‘Silicon Six’ tech giants accused of inflating tax payments by almost $100bn

The giant US tech firms known as the “Silicon Six” have been accused of inflating their stated tax payments by almost $100bn (£70bn) over the past decade.

As Chancellor Rishi Sunak called on world leaders to back a new tech tax ahead of next week’s G7 summit in the UK, a report by the campaign group Fair Tax Foundation singled out Amazon, Facebook, Google’s owner, Alphabet, Netflix, Apple and Microsoft.

It said they paid $96bn less in tax between 2011 and 2020 than the notional taxation figures they cite in their annual financial reports. .

The six firms named handed over $149bn less to global tax authorities than would be expected if they had the paid headline rates where they operated, Fair Tax Foundation said. 
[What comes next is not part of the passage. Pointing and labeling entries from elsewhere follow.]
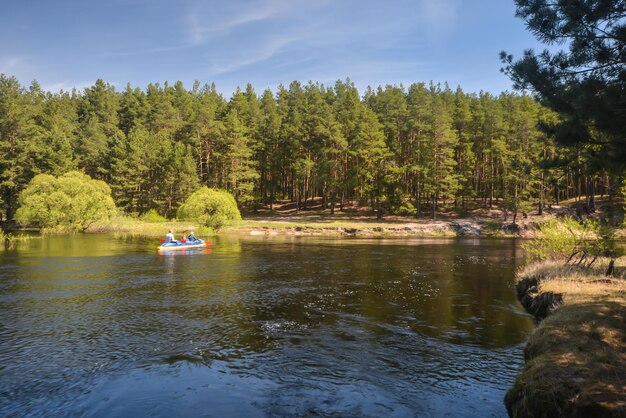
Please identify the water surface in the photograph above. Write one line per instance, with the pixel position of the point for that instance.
(94, 325)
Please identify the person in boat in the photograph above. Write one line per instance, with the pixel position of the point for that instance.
(169, 237)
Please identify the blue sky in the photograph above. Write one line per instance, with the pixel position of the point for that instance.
(64, 44)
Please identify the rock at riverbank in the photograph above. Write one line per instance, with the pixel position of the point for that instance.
(576, 358)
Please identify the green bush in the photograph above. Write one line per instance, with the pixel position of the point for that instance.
(574, 242)
(70, 202)
(406, 208)
(210, 207)
(153, 216)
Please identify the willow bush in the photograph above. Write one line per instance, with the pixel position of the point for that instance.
(210, 207)
(71, 202)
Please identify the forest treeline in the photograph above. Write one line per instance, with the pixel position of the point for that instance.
(396, 149)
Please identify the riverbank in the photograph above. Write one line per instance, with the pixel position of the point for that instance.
(576, 357)
(327, 225)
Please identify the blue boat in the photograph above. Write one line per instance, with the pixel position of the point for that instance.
(179, 245)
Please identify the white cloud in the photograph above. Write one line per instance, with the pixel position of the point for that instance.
(15, 65)
(68, 86)
(203, 23)
(258, 54)
(438, 17)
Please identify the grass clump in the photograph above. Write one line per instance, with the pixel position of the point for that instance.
(576, 358)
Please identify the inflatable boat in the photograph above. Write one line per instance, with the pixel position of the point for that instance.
(179, 245)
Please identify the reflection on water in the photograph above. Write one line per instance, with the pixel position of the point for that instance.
(95, 325)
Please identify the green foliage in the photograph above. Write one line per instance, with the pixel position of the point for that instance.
(428, 145)
(573, 242)
(153, 216)
(406, 208)
(583, 83)
(210, 207)
(72, 202)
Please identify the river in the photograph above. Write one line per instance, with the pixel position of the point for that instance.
(97, 325)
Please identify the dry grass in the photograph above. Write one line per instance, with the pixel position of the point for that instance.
(576, 358)
(127, 226)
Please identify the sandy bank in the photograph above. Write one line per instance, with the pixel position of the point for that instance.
(395, 227)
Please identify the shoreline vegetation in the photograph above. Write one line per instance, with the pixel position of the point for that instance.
(355, 221)
(576, 357)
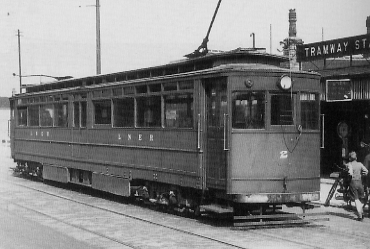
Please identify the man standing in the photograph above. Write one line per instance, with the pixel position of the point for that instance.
(356, 170)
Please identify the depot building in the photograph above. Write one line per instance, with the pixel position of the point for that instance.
(344, 65)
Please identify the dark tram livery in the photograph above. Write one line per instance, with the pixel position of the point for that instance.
(225, 131)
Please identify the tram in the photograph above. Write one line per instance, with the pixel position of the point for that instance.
(224, 131)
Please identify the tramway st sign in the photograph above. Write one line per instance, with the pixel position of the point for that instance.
(334, 48)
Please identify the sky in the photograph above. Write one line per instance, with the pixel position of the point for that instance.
(58, 37)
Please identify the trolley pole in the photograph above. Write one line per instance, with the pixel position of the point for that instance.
(98, 48)
(19, 58)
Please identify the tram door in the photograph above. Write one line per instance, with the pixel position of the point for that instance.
(216, 119)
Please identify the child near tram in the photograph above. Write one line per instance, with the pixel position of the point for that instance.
(357, 170)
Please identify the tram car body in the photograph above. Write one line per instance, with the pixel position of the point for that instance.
(222, 129)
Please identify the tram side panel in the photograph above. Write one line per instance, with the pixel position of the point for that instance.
(162, 156)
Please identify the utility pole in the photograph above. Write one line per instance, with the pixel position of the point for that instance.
(19, 58)
(98, 48)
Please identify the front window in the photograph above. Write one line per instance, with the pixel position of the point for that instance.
(102, 112)
(46, 115)
(282, 109)
(61, 115)
(149, 111)
(22, 116)
(248, 110)
(309, 111)
(33, 115)
(123, 113)
(178, 111)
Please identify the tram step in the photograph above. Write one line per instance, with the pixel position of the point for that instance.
(214, 208)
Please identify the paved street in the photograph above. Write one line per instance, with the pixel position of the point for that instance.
(69, 225)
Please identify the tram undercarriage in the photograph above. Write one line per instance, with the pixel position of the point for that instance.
(177, 199)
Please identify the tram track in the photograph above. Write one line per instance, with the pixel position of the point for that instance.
(116, 213)
(223, 244)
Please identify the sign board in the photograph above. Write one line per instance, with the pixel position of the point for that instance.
(338, 90)
(334, 48)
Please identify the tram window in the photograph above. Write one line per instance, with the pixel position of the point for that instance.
(172, 86)
(123, 112)
(155, 88)
(149, 111)
(281, 109)
(128, 90)
(83, 113)
(76, 114)
(248, 110)
(22, 116)
(102, 112)
(183, 85)
(309, 111)
(178, 111)
(117, 91)
(61, 115)
(141, 89)
(46, 115)
(33, 115)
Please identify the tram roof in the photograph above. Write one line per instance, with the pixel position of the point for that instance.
(211, 60)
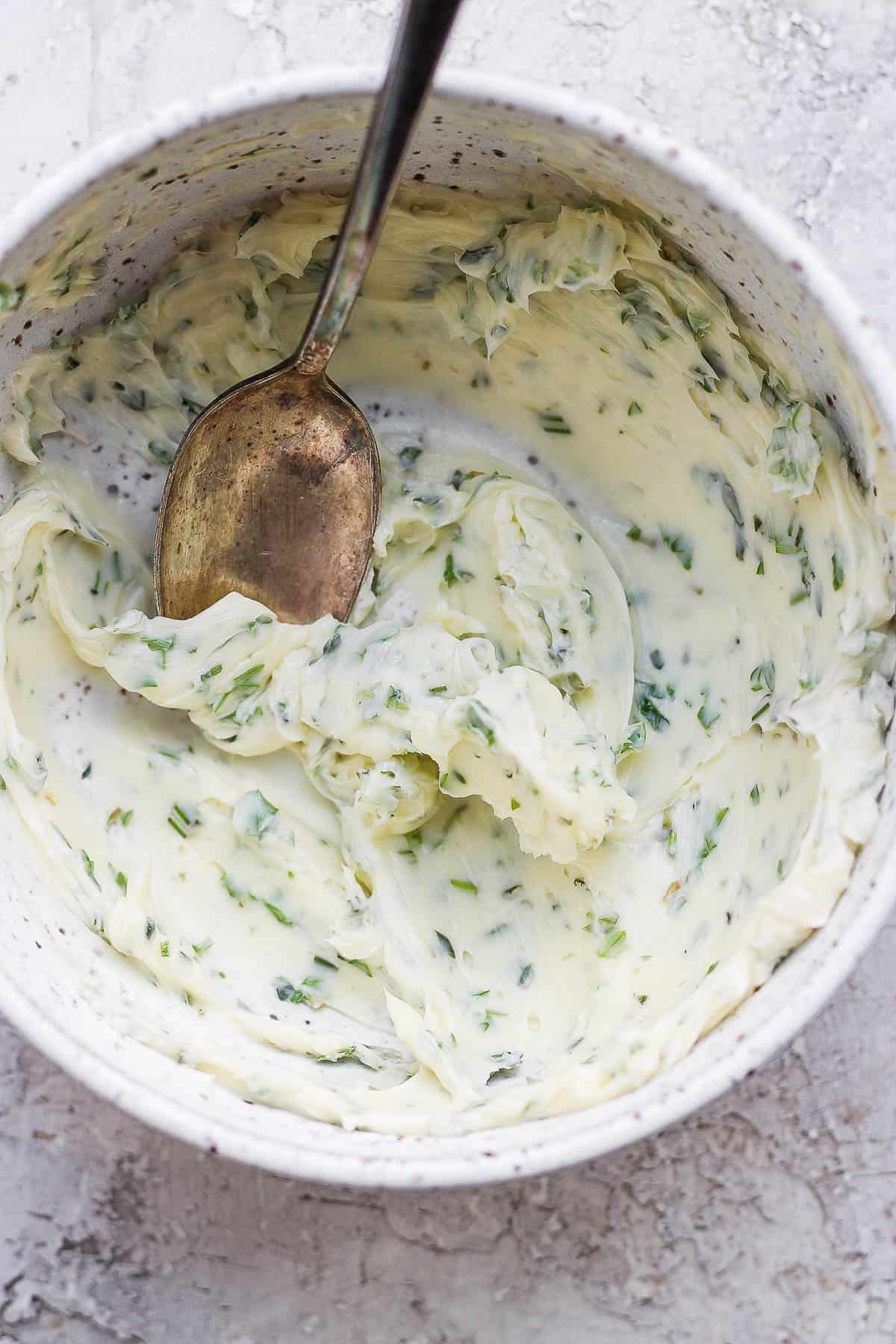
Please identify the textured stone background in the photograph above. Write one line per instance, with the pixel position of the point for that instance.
(770, 1216)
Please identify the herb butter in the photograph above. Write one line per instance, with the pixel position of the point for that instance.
(598, 745)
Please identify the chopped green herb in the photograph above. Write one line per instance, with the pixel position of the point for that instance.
(479, 722)
(553, 423)
(445, 944)
(680, 549)
(395, 700)
(452, 574)
(161, 644)
(408, 456)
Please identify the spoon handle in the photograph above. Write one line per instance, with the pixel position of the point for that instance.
(418, 46)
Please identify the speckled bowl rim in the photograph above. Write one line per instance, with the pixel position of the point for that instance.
(469, 1160)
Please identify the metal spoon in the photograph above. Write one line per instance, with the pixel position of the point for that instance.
(276, 485)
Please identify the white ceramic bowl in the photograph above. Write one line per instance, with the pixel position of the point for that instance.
(202, 163)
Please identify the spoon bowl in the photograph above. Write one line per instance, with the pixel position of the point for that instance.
(276, 487)
(274, 492)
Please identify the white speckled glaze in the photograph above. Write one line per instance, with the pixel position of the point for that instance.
(500, 139)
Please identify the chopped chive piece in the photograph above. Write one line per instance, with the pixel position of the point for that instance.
(447, 945)
(395, 700)
(480, 724)
(553, 423)
(680, 549)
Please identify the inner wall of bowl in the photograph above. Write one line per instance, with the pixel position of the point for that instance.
(141, 213)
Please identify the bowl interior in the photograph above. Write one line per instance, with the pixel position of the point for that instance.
(57, 981)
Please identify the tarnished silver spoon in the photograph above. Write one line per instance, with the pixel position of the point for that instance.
(276, 485)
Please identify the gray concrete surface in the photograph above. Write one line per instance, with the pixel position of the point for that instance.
(771, 1216)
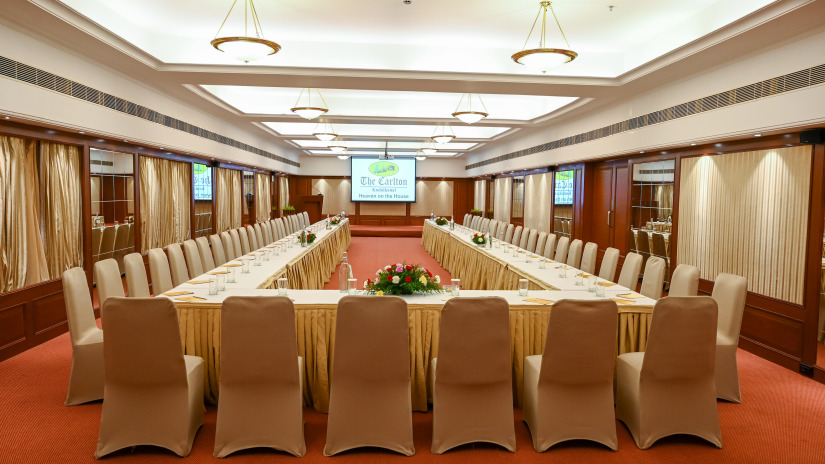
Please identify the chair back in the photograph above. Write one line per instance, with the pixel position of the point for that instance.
(685, 281)
(609, 262)
(107, 276)
(136, 280)
(177, 265)
(159, 271)
(193, 258)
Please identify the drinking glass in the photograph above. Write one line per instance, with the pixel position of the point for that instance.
(522, 287)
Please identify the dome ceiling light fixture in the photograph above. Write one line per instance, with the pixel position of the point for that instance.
(544, 58)
(245, 48)
(467, 113)
(324, 131)
(443, 134)
(305, 108)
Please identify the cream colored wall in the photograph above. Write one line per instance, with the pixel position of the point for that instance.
(747, 214)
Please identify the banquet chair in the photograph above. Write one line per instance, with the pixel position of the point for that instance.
(143, 349)
(562, 401)
(159, 271)
(685, 281)
(136, 280)
(629, 277)
(550, 246)
(517, 236)
(108, 280)
(561, 249)
(370, 403)
(508, 235)
(588, 264)
(541, 241)
(205, 253)
(669, 388)
(609, 262)
(236, 243)
(260, 381)
(245, 242)
(193, 258)
(574, 254)
(217, 250)
(473, 385)
(177, 265)
(228, 248)
(86, 377)
(729, 292)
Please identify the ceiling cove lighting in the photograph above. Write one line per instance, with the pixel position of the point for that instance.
(443, 134)
(305, 109)
(245, 48)
(544, 58)
(466, 113)
(324, 131)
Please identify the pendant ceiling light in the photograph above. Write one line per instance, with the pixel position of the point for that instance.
(543, 58)
(245, 48)
(324, 131)
(443, 134)
(306, 108)
(468, 113)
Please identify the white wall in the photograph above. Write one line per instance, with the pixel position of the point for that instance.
(786, 110)
(36, 104)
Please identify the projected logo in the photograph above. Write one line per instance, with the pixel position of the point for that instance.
(384, 168)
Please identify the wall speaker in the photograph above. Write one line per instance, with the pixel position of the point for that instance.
(812, 136)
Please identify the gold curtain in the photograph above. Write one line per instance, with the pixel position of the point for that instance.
(227, 199)
(165, 199)
(263, 198)
(61, 207)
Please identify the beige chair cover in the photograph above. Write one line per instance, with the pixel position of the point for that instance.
(177, 265)
(541, 241)
(159, 271)
(205, 253)
(473, 392)
(588, 263)
(107, 275)
(654, 278)
(729, 292)
(245, 242)
(217, 250)
(563, 399)
(136, 280)
(685, 281)
(574, 254)
(260, 381)
(370, 403)
(153, 394)
(550, 246)
(194, 265)
(561, 249)
(609, 262)
(629, 277)
(669, 389)
(517, 236)
(86, 378)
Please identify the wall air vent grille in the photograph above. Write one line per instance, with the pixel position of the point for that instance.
(769, 87)
(34, 76)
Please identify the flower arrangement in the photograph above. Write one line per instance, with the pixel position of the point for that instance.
(403, 279)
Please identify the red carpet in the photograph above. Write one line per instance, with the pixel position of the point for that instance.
(782, 419)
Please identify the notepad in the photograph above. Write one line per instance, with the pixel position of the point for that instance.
(183, 292)
(539, 301)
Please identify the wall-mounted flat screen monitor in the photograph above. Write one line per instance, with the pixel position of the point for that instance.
(377, 180)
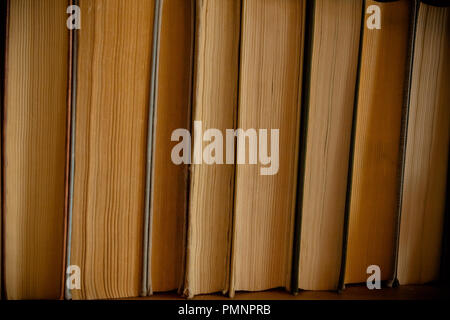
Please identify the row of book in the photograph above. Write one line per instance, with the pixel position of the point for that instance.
(88, 122)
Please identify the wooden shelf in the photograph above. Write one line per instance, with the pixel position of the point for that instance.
(428, 292)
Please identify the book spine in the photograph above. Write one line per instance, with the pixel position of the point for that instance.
(183, 275)
(306, 82)
(148, 217)
(71, 161)
(404, 132)
(444, 275)
(3, 35)
(341, 285)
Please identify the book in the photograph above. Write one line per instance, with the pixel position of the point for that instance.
(332, 80)
(426, 161)
(272, 39)
(375, 183)
(212, 174)
(34, 146)
(112, 104)
(172, 111)
(3, 11)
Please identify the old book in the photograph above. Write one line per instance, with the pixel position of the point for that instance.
(113, 80)
(172, 112)
(332, 82)
(212, 174)
(269, 99)
(375, 184)
(3, 11)
(424, 194)
(35, 110)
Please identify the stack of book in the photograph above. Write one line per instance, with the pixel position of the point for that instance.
(209, 146)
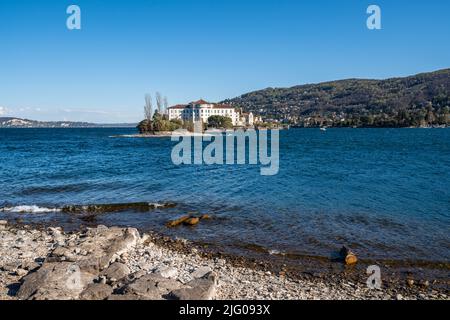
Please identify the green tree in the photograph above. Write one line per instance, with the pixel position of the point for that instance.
(220, 122)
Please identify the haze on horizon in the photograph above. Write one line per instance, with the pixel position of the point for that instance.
(201, 49)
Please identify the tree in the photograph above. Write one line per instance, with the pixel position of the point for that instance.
(220, 122)
(159, 102)
(148, 109)
(165, 104)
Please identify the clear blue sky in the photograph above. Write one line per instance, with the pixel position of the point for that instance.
(210, 49)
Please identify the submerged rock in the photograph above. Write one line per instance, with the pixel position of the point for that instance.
(348, 256)
(116, 207)
(66, 274)
(177, 222)
(191, 221)
(198, 289)
(96, 291)
(55, 281)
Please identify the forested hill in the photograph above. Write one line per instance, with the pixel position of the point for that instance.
(423, 99)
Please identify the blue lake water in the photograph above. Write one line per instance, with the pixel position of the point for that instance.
(384, 192)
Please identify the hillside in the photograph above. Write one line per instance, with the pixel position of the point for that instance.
(11, 122)
(423, 99)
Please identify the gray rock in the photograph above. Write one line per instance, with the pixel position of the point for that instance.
(55, 281)
(201, 272)
(199, 289)
(152, 287)
(116, 271)
(96, 291)
(167, 272)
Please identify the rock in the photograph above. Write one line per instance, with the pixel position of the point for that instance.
(104, 246)
(30, 266)
(55, 281)
(151, 287)
(201, 272)
(199, 289)
(124, 297)
(11, 267)
(177, 222)
(348, 256)
(21, 272)
(116, 271)
(167, 272)
(351, 259)
(96, 291)
(191, 221)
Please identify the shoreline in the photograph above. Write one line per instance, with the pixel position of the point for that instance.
(186, 267)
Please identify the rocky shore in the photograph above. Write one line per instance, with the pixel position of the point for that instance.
(121, 264)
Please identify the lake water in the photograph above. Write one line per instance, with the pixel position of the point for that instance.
(383, 192)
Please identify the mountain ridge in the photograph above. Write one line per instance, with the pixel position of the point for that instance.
(415, 100)
(15, 122)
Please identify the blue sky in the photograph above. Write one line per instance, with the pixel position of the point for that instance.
(210, 49)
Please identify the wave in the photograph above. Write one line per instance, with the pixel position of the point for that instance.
(91, 208)
(29, 209)
(116, 207)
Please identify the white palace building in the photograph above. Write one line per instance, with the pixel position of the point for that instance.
(201, 110)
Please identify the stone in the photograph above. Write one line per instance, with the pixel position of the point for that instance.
(199, 289)
(11, 267)
(55, 281)
(21, 272)
(152, 287)
(105, 246)
(167, 272)
(177, 222)
(348, 256)
(191, 221)
(96, 291)
(116, 271)
(201, 272)
(351, 259)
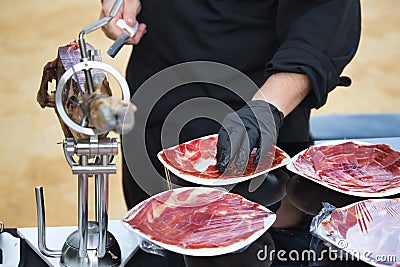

Overall, they paid $219bn in income tax over the past decade, 3.6% of their total revenue of more than $6tn. Income tax is paid on profits, but the researchers said the Silicon Six companies deliberately shift income to low-tax jurisdictions to pay less tax.

Based on companies’ regulatory filings, the report found that Amazon, the internet retailing and cloud services provider run by the world’s richest man, Jeff Bezos, collected $1.6tn of revenue, reported $60.5bn of profit and paid $5.9bn in income taxes this decade. Amazon would have been expected to pay $10.7bn in taxes on those profits based on international tax rates, the report said. The tax paid as a percentage of profit was just 9.8% over the period 2011-20, the lowest of the so-called “Silicon Six”.

An Amazon spokesperson disputed the calculations as “extremely misleading”. “Amazon is primarily a retailer where profit margins are low, so comparisons to technology companies with operating profit margins of closer to 50% is not rational,” the company said. “Governments write the tax laws and Amazon is doing the very thing they encourage companies to do – paying all taxes due while also investing many billions in creating jobs and infrastructure. Coupled with low margins, this investment will naturally result in a lower cash tax rate.”

Paul Monaghan, chief executive of the Fair Tax Foundation, said the group’s analysis provided “solid evidence that substantive tax avoidance is still embedded within many large multinationals and nothing less than a root-and-branch reform of international tax rules will remedy the situation”.

Monaghan said US government proposals to reform the global tax system by imposing a minimum 15% corporation tax rate could help end big companies “profit-shifting to tax havens”.

The plan could be given the green light ahead of the G7 summit in Cornwall next month, according to Treasury sources.

Chancellor Rishi Sunak has said he wants President Joe Biden’s administration to sign up to a tech tax deal at the same time. “The right companies aren’t paying the right tax in the right places,” he told the Mail on Sunday. “That’s not fair and that’s something that I want to fix.”

Monaghan said Biden’s tax plans had “lit a fire” beneath the international debate on tax.

“The Biden-Harris proposals would see many of the incentives underpinning profit-shifting to tax havens removed, and would see the very largest multinationals taxed not just on where subsidiary profits are booked, but where real economic value is derived.”

Monaghan said global agreements on tax would have a “seismic impact” on the likes of Amazon, Apple, Facebook, Google and Microsoft, with billions of additional taxes paid across the world.

Facebook, run by Mark Zuckerberg, who has a personal fortune of $123bn, has paid just $16.8bn in income taxes this decade, despite making profits of $133bn and revenues of $328bn, according to the report. The tax paid as a percentage of profit was just 12.7%, the second-lowest of the so-called “Silicon Six” after Amazon.

A Facebook spokesman said: “All companies pay tax on their profits, not revenues. Last year we paid $4.23bn in corporate income taxes globally, and our average effective tax rate over the last 10 years was 20.71%, which is roughly in line with the OECD average.”

Alphabet, Apple, Netflix and Microsoft either declined to comment or did not respond to requests for feedback.